Little Power Shop Myth #1 - If I install a 4” turbo back exhaust I will lose all my low end torque.
This is one of those subjects with questions we get almost daily. It takes several forms:
I read on the internet forums that you will lose all your low end power if you install a 4” turbo back exhaust.
My friend installed an exhaust on his truck and now it doesn’t have the same power it did on take off.
A diesel engine needs backpressure and if you open the exhaust up too much it will hurt my engine.
A diesel engine needs back pressure and if I open up the exhaust I will lose power.

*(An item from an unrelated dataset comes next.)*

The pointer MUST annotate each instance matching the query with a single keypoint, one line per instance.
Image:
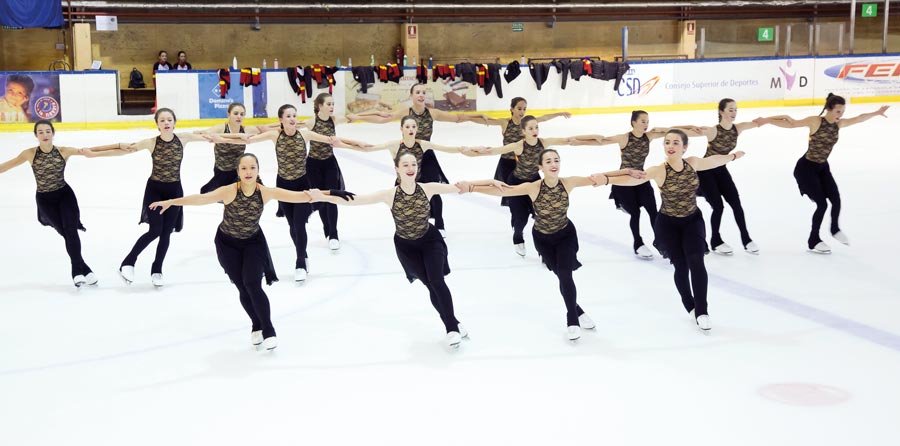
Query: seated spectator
(183, 64)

Due to the relative low cost of a turbo back exhaust, and the amount of diesel owners looking for a little more power, this is a very popular subject. First things first, a turbocharged diesel engine does not need so much as pound of back pressure after the turbo to perform perfectly. In fact, the less restriction after the turbo, the better. You have to understand that between the exhaust port on the head and the inlet of the turbocharger there is usually back pressure of at least equal if not more than boost pressure on the engine at all times. Any back pressure the engine needs for proper function is provided before the turbo, period. Pressure on the outlet side of the turbo just leads to higher exhaust gas temps. When we install a four or five inch turbo back exhaust system, we see several things. First is usually a large drop in exhaust gas temperatures. A 100-300 degree or more drop is not uncommon. Second is an increase in fuel mileage. If the engine doesn’t have to work to push the spent exhaust gasses out of the tail pipe (we learned in the first article that an engine is nothing more than an air pump), it can use that horsepower to help turn the flywheel and transfer more power to the ground. And third, we will usually see somewhere between 15-30 rear wheel horsepower increase on the dyno when upgrading from a completely stock exhaust.

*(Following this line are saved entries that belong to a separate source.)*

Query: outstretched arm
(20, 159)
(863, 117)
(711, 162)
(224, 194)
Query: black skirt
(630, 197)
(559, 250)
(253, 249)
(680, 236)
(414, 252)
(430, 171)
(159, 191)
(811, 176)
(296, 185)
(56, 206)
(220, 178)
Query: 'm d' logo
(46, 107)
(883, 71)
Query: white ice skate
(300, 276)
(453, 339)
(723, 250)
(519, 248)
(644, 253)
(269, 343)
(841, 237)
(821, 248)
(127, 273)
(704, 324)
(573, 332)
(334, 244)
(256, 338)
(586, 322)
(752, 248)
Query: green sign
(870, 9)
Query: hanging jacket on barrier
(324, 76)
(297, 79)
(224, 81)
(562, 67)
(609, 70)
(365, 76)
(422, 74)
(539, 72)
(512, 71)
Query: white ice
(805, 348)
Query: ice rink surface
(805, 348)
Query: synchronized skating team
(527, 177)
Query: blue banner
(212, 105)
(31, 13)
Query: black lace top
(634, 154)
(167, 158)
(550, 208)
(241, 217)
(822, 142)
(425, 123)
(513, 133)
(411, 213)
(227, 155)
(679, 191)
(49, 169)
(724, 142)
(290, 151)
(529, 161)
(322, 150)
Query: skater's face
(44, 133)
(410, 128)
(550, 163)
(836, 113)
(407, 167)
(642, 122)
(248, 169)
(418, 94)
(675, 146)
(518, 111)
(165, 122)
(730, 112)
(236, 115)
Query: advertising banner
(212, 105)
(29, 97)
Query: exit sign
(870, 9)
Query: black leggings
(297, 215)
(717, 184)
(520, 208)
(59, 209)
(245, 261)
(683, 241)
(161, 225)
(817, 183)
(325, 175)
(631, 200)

So what about the internet forums, your buddy, or even you that noticed less performance of the line after installing a high flow diesel exhaust system? Well, you’re not crazy and your buddy isn’t a liar. The reason for the low end loss on some trucks is from a loss in exhaust gas temps. A turbocharger is driven by pressure and heat. The hotter the exhaust gas, the more it will expand and drive the turbo. If we install a free flowing exhaust that lowers those temperatures, we will see slightly slower spool up all things being equal. Where there was a restriction in the stock exhaust before that caused the exhaust gas temps to be higher at all times, now the temps drop quickly and they have to warm up before the turbo will spool fast again. Is this a huge deal? No. Most people who have added some sort of programmer that increases low end fueling will never notice it. Also, this slower spool up is more noticeable on standard transmission trucks than automatics due to being able to operate in lower rpm ranges at will. Also, this “loss in low end torque” is usually only noticeable when the truck is cold or has sat idling for a few minutes. Once the engine reaches normal operating temperatures, you should never notice it at all. What you should notice is increased horsepower, increased fuel mileage, and lower exhaust gas temps.